Right now, the record industry takes all but a few cents on the dollar for each album sold by an artist. Because of this, you have to be hugely popular just to get by - so let's look at our situation.

  • Songs are sold through albums, which average $15 for maybe 13 tunes.
  • Artists get - from a generous publisher - three cents on the dollar. That's 45 cents an album sold. Many artists get much less than this.
  • We have MP3s now. Get the picture?

Artists have their own websites, with very high-speed connections. In a short time, just about everyone in the country will have xDSL, or some other fast line. By eliminating the middle-man - the record industry - artists can charge, say, 5 cents per song and STILL come out ahead of what they'd have gotten through selling CDs. Music costs so little this way, piracy will die out - it's easier just to spend the five cents than to run around Napster searching for a tune. Everybody's happy!

On top of everything, it'll be harder to rise to the top without any talent, and there won't be any more CDs that sell for the one good song that hides on them. Access to the artists' websites? A huge database - free advertising - that lists all the artists that want to be listed, divided up into genres. Perfection.

Of course, it won't happen for another five years - but when it does, it'll be worth it.


Oh, no - I probably should have made this more clear, mrichich. The nickel would allow you to download the song, as many times as you wanted. Like an online CD player, not an online jukebox.

Not a bad idea, but I still hate the idea of pay per play being the only way to get my music.

My plan is slightly different--a single CD or other music media purchase entitles you to the right to listen to all the music on that album, in any format, from any system, into perpetuity. This is similar to the My MP3.Com model, in a way, but cross-platform, cross-media, and fair. I'd also like it that if there is any authentication of this, it not be traceable to an individual purchaser (ie, not separate license keys, but some way of only having a single key per media.) I'd really like it if people were just self-enforcing like they are with tape recordings or with MP3 files now (Napster and sharing services where people don't have rights to music notwithstanding.)

Now, if you want to broadcast your music to others you can, but you pay a little more. You can also give them pay per play and split the money with the record company and artist, or you can sell advertising and share the revenue from that. Or you can work out some other deal. This is what ASCAP and BMI do now--radio stations pay a licensing fee to those companies, and are allowed to rebroadcast all songs under their umbrella (most commercial music.)

The key is that once you've paid for it, you've paid for it, but if you want to do one-time use as well, you can. And, of course, independent artists can sell and license their music however they want.
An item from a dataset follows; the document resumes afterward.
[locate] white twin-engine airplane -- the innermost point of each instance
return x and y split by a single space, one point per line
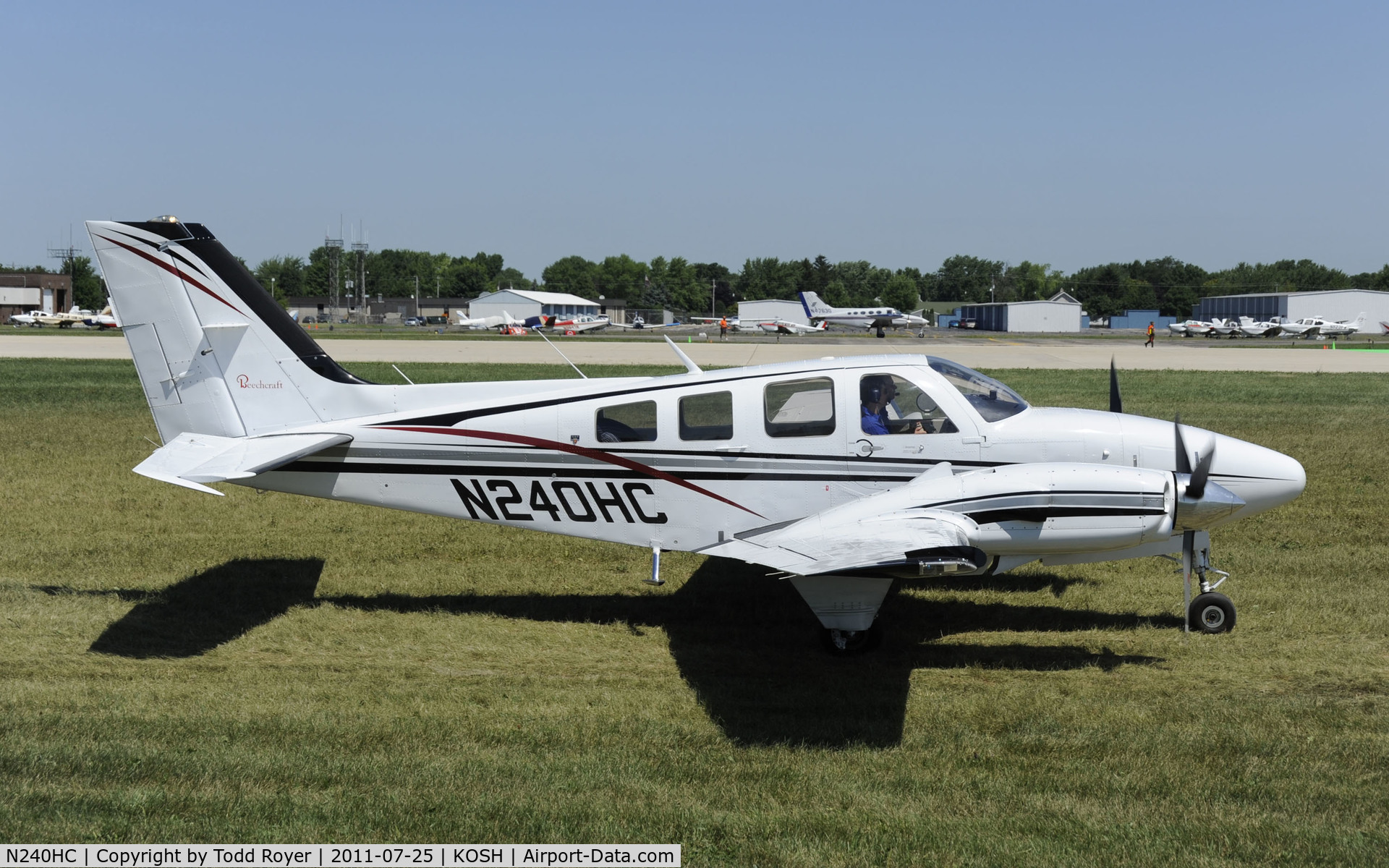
877 318
842 475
Basically, I want copyright law to be molded to digital media in such a way that artists can still make money and I can preserve my privacy, and don't have to pay every time I listen to a Marillion album.
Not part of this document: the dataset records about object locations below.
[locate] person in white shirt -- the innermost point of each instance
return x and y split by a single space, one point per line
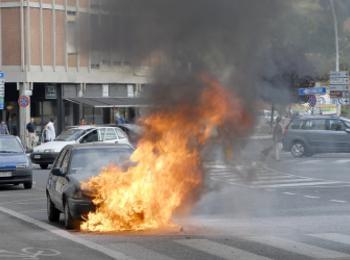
50 131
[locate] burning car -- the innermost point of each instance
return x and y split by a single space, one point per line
75 164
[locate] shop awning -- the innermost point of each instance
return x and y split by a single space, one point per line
110 102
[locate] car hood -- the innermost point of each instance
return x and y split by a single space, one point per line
54 146
11 160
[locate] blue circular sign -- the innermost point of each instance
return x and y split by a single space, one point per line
23 101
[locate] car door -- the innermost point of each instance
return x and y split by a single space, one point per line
110 135
316 134
52 180
62 181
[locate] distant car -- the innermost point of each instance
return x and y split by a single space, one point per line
15 167
74 164
46 153
305 136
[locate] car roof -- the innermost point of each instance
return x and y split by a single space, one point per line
99 145
317 117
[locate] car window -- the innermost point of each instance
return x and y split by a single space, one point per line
59 159
121 134
336 125
90 137
110 134
296 124
315 124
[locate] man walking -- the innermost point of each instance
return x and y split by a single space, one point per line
31 134
50 131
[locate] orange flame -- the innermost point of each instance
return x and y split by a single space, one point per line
167 166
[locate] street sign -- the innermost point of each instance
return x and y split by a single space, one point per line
312 101
2 90
23 101
312 91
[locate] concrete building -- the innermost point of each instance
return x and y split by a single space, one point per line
47 56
Bring back patronage. If it was good enough for the Renaissance and the Enlightenment, then it ought to be good enough for today.

An example, perhaps, will help make me clear.

If Mountain Dew (actually Pepsico) were to pay Rage Against The Machine $2 million annually for 6 new tracks per year then everyone would be in a better position than they are now. Rage would get to make whatever music they want, Mountain Dew would gain instant credibility (and, presumably, higher sales) among the rebellious teen-age market that they are pitching themselves to, and those rebellious kids would have access to the music that they like at no charge.

I'm convinced that the real solution to the present problems facing the music industry lies in rethinking the fundamental economics of music creation and distribution. Rather than the current model which doesn't reward bands for artistic production, doesn't allow for the sharing of music, and doesn't scale to a digital world we should seek something that more closely matches how real people listen to music.

Hmm, dg, methinks Rage Against the Machine would certainly not be able to make 'whatever music they wanted' if under contract from Pepsico. What if they wanted to make a song about the environmental and labor horrors of factory poultry farming. The suits at Pepsi would probably have a problem with this, given that they own KFC.

Not a lot of artistic license in your plan.